29 JULY 1876, Page 3

There is no evidence as yet how the Government may

be able to deal with the Vivisection Bill, though Mr. Cross appears to have indulged a hope, when replying to a deputation yesterday week, that he should be able to settle the question very speedily. Punch appears to have gone in against the Bill, in its profound reverence for the medical oracles of our British bed-sides. Possibly this arises chiefly from ignorance of what even the most original and distinguished men in that profession think it no cruelty to do in the interests of their favourite science. Take, for instance, the following letter, from John Hunter to Jenner, printed in Barron's "Life of Jenner," London, Colburn, 1838 (vol. i., p. 44),—a letter dated 21st November, 1778 :—" If you could make some experi- ments on the increased heat of inflammation, I should be obliged to you. I have made some, but I am so much hurried that they are but imperfect. To give you an idea of such experiments, I first introduced the thermometer into the anus of an ass, then I injected a solution of corrosive sublimate, above a pint, which it threw out very soon. Some hours after I threw in another, and about twelve hours after I again introduced the thermometer. The same experiment might be made upon a dog. I opened the thorax of a dog, between its ribs, and introduced the ther- mometer. Then I put some lint into the wound, to keep it from healing by the first intention, that the thorax might inflame, but before I had time to try it again (from the hurry of business) my dog died, which was on the fourth day If these experiments will amuse you, I should be glad they were made, but take care you do not break your thermometer in the dog's cheat." Note the expression "amuse," the cynical haste with which experiments of the most terrible kind are tried, though they end fruitlessly from "the hurry of business "in the midst of which they are knocked off, the anxiety for the thermo- meter, and the indifference about the dog.
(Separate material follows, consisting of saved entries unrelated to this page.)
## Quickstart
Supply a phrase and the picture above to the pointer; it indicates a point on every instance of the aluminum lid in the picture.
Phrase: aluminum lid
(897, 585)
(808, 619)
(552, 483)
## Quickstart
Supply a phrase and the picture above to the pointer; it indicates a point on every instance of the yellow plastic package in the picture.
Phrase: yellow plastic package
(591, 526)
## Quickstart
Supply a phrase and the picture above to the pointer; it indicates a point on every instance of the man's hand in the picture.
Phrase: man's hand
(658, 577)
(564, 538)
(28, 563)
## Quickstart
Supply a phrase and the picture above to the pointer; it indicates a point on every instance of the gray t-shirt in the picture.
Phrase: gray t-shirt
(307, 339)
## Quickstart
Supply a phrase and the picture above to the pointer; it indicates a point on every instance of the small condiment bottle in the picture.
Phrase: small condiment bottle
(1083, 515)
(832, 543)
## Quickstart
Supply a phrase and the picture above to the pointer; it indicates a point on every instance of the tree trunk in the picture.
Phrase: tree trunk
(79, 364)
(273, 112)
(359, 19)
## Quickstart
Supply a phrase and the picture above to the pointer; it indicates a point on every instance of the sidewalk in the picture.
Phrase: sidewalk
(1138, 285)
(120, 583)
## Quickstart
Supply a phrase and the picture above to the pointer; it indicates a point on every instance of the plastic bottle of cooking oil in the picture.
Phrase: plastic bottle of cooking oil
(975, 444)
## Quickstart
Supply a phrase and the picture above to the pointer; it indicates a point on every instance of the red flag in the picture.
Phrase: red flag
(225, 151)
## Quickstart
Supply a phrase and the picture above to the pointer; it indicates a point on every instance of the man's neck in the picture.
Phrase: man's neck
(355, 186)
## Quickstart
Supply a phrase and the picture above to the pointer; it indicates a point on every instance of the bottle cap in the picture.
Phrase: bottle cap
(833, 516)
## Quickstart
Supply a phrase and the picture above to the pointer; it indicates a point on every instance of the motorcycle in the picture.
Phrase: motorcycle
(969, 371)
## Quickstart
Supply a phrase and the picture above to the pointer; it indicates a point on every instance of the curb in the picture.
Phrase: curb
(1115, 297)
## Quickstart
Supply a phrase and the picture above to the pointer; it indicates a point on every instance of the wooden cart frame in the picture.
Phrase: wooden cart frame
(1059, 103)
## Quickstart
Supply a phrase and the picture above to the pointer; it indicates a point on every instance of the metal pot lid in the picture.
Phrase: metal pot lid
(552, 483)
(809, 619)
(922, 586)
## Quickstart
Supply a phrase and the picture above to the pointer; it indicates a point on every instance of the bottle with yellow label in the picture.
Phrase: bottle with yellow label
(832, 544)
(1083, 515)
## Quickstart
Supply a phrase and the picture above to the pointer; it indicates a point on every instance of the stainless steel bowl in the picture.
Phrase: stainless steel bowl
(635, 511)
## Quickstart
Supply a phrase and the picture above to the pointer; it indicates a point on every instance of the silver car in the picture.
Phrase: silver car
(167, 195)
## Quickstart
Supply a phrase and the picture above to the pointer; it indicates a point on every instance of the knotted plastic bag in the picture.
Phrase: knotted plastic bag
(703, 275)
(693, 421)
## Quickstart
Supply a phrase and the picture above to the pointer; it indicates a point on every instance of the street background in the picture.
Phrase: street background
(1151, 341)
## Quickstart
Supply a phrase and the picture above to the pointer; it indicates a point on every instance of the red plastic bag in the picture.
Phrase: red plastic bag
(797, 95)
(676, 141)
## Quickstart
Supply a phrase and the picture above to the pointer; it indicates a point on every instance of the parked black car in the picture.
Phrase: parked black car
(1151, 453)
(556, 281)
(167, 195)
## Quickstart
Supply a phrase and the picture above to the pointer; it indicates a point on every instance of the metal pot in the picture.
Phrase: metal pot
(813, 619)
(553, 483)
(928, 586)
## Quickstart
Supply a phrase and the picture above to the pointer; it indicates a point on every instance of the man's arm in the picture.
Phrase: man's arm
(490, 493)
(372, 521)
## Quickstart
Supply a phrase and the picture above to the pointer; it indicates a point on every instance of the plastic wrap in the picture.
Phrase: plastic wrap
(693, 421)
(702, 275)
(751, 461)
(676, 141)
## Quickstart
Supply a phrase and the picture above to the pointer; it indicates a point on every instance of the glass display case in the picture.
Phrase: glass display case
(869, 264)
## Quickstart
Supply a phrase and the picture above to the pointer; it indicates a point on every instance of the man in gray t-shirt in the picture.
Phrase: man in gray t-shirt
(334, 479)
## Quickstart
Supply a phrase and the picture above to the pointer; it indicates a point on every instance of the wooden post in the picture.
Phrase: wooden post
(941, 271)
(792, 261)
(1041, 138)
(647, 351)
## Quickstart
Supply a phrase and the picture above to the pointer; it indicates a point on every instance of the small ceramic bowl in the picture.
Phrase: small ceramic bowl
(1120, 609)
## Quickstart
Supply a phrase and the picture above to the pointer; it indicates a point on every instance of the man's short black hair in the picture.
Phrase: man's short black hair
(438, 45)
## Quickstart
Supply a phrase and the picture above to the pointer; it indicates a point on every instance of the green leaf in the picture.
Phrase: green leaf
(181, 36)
Yet Hunter's and Jenner's are two of the greatest names in physiological science. This is the sort of scientific "moving on" which Punch thinks so much more important than moving on in sympathy and humanity. These are the "fine and fleeting" suggestions of genius to which Sir William Gull thinks a great physiologist should be allowed, without let or hindrance, to devote himself in his holiday rambles.